The rural tramway discovery centre (Centre de découverte du Vicinal)
A living museum retracing the history of the « Vicinal » Light Railways.

 

A brief history of the museum

 

 
The museum is on the site of the old Thuin West railway station, on the former Belgian State Railways line 109, which ran from Mons to Chimay. The passenger service was discontinued in 1964, but the line was kept open for goods traffic to the sugar factory at Donstienne. In the 1980s all traffic ceased and the line was abandoned. However, some special trains were run, for example, on the occasions of ASVi festivals, using a class 46 diesel railcar and “Vicinal” standard gauge steam tramway locomotive 808. In 1992 it was intended to lift the track, but the ASVi organised a last trip by railcar. Then, in February 1993, the ASVi started to re-gauge the line from standard to the “Vicinal” metre gauge (most of the “Vicinal” lines were metre gauge).
 The railway line used metal sleepers and it proved possible to move one rail to give metre gauge. A point was then added to connect the existing metre gauge “Vicinal” electric tramway in Thuin to the re-gauged railway line. Further points to give access to the future workshop and museum were obtained from various old Vicinal lines (for example the loop built for the 1958 Brussels Exhibition, a mixed-gauge point from Marcinelle Hauchies and others from the former Vicinal network in the Charleroi and Centre areas).
 
The works for the new depot were started in 1996. It was built as a workshop, but in the beginning served as a museum. Due to financial constraints the main work on the building was not finished until 1997. The further works to complete the building, maintenance pits for the trams, rails and the concrete floor, were completed in 1999. June 1999 saw a lot of activity in order to prepare everything for the arrival of the main exhibition items – the trams! The PCC car arrived first, followed quickly by 9073, steam tram 303 and trailer 1853. The public opening was planned for the 4 July 1999, but there was still a lot of work to do. More tracks were needed, electricity at 600 Volt had to be provided for the trams.
The construction of an electric sub-station began in February 2000. The electric part of the sub-station was ordered from AEG, whilst other parts were recovered from an old sub-station in Binche (Ex Vicinal route 90). The electrification of the site was also started in February 2000. The overhead can be used by trams with trolley poles or pantographs.

 
Thanks to a subsidy of 1.1 million Euros, the second building of the “Vicinal discovery centre” could be built. The ASVi had to pay the balance of the building costs, some 110,000 Euros, which would be obtained through donations and income. The construction of this building started at the end of 2001 and finished at the end of 2002. Then it was time to lay tracks and provide electricity, so that trials with electric trams could begin. The 1st of June 2003 was the first day of electric traction. Winters were used to complete the museum display, then the vehicles were transferred from the museum/workshop to the new museum. The workshop was then available for the restoration of other trams and for the maintenance of those already in service. It was finally possible to undertake the transport of trams stored in other places to the Thuin site.

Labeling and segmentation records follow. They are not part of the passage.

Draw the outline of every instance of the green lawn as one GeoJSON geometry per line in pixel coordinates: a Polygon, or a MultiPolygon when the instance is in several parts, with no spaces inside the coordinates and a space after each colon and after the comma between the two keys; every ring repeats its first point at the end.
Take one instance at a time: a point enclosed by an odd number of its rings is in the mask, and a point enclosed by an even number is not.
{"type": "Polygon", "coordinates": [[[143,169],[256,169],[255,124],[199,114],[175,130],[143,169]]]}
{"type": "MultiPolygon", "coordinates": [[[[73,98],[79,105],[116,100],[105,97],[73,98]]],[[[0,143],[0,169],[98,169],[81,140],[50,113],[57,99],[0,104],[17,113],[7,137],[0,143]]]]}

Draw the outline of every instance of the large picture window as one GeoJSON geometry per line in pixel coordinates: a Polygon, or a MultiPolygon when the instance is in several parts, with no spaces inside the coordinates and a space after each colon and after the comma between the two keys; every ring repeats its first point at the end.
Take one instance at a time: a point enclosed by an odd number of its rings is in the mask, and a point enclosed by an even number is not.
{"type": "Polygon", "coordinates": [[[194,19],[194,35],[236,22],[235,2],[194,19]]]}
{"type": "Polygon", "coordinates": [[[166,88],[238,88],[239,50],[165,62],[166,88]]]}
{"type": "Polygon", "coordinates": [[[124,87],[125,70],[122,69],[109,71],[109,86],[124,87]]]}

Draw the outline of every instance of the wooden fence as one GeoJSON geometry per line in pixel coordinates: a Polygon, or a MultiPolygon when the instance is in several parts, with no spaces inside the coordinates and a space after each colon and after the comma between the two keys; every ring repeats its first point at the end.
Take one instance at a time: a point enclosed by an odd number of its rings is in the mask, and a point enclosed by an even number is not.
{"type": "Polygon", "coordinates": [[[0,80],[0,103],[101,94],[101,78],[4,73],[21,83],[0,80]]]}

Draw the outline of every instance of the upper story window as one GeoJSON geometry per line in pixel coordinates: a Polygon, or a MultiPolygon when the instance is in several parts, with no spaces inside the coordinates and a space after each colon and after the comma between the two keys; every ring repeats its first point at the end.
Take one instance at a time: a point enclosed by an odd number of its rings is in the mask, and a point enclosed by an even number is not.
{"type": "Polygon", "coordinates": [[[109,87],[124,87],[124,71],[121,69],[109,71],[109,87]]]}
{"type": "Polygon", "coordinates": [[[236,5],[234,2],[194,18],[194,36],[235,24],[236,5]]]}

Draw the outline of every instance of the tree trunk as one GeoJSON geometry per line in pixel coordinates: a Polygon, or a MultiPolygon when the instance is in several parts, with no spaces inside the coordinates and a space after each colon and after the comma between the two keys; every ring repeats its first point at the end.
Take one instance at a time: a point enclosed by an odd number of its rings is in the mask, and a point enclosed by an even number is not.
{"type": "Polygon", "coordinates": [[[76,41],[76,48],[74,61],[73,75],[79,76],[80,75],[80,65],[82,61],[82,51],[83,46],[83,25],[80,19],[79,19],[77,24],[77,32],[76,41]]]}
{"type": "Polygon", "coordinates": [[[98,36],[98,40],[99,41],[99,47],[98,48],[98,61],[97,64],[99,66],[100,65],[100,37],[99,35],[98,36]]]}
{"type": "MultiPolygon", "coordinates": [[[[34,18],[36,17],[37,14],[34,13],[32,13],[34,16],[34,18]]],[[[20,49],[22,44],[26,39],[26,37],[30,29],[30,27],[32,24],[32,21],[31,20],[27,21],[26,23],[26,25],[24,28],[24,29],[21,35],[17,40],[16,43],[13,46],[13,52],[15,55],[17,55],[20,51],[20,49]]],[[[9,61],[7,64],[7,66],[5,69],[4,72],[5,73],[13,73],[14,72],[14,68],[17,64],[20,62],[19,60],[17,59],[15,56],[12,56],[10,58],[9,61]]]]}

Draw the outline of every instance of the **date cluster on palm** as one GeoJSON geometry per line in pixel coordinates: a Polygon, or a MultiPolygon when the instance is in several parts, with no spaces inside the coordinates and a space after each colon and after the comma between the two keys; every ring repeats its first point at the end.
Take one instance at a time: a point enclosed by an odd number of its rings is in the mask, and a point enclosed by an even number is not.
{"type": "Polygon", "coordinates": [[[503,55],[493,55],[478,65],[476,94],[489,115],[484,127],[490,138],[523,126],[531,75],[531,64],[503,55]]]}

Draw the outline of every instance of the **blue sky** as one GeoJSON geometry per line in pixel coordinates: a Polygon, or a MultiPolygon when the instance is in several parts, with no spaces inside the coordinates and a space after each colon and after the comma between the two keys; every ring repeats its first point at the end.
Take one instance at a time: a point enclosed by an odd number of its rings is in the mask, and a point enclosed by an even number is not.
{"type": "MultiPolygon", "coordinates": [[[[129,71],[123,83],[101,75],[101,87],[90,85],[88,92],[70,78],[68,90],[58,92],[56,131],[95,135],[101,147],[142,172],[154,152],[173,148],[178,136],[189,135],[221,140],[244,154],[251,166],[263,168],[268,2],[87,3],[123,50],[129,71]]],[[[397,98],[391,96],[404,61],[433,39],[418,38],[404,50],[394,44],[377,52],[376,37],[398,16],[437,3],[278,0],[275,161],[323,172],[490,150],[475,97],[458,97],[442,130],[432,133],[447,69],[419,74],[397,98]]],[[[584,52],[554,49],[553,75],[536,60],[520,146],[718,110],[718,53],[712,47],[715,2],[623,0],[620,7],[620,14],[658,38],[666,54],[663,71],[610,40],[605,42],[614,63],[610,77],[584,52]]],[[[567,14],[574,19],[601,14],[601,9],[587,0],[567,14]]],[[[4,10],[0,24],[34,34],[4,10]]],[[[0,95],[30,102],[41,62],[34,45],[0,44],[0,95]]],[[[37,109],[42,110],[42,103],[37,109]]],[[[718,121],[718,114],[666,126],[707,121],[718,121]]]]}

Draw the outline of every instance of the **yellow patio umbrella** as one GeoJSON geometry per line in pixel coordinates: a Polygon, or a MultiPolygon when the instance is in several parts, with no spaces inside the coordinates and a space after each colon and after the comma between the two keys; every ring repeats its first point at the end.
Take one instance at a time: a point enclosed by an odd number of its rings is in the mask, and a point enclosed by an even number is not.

Vehicles already restored took their place in the museum, a number which only needed limited repairs went through the workshops. This ensured that 25 more trams were safely under cover. In 2004 we were first able to run electric tram services, the museum was officially opened, the majority of the track works in front of the museum were complete and the 15th August festival was a success.

In 2010 is a 3km extension along the right-of-way of a former Belgian National Railway's branch to a terminus at Biesme-sous-Thuin. Worked by diesel autorails this attractive run offers a contrast to the Museum's existing roadside and street operations to Lobbes and Thuin (Basse Ville), and reminds us that the Vicinal once ran on private rights-of-way through lovely countryside.

 

Discovering the museum

 
 

During your visit to our museum you will be able to discover 100 years of “Vicinal” trams. From the steam tram locomotive with its mixed train of passenger coaches and goods wagons, typical of the 1920s, to the last trams built for the SNCV, but not forgetting the big “standard” bogie cars and the diesel railcars with their goods trains. Walking through the museum you will be able to study the vehicles on display and even admire the interior of some of them, to judge the “comfort” offered when they were built. Small exhibits, such as controller handles, timetables, tickets, and dioramas of typical vicinal scenes, are displayed around the museum. There is also a display of electrical equipment, a plan of an electric sub-station, and a tram controller, opened to show how it works.

At a higher level you will see numerous photos and destination blinds. Posters with a red background give the main stages in the history of the vicinal tramways, from their creation to their abandonment. Before looking at the shop, take the stairs to the mezzanine, from where you have a view over the whole museum. A unique chance to see the roofs of the trams! You can also admire the superb 1/87th scale diorama representing the Brussels Vicinal scene, starting alongside the canal and finishing on the square of a Brabant village.

Before you leave the museum be sure to visit the shop, where there is a large selection of books, films and souvenirs about the Vicinal tramways.

To complete your visit, you can experience a Vicinal tram in action, by taking a ride on one of our restored trams to the centre of Thuin and to Biesme-sous-Thuin.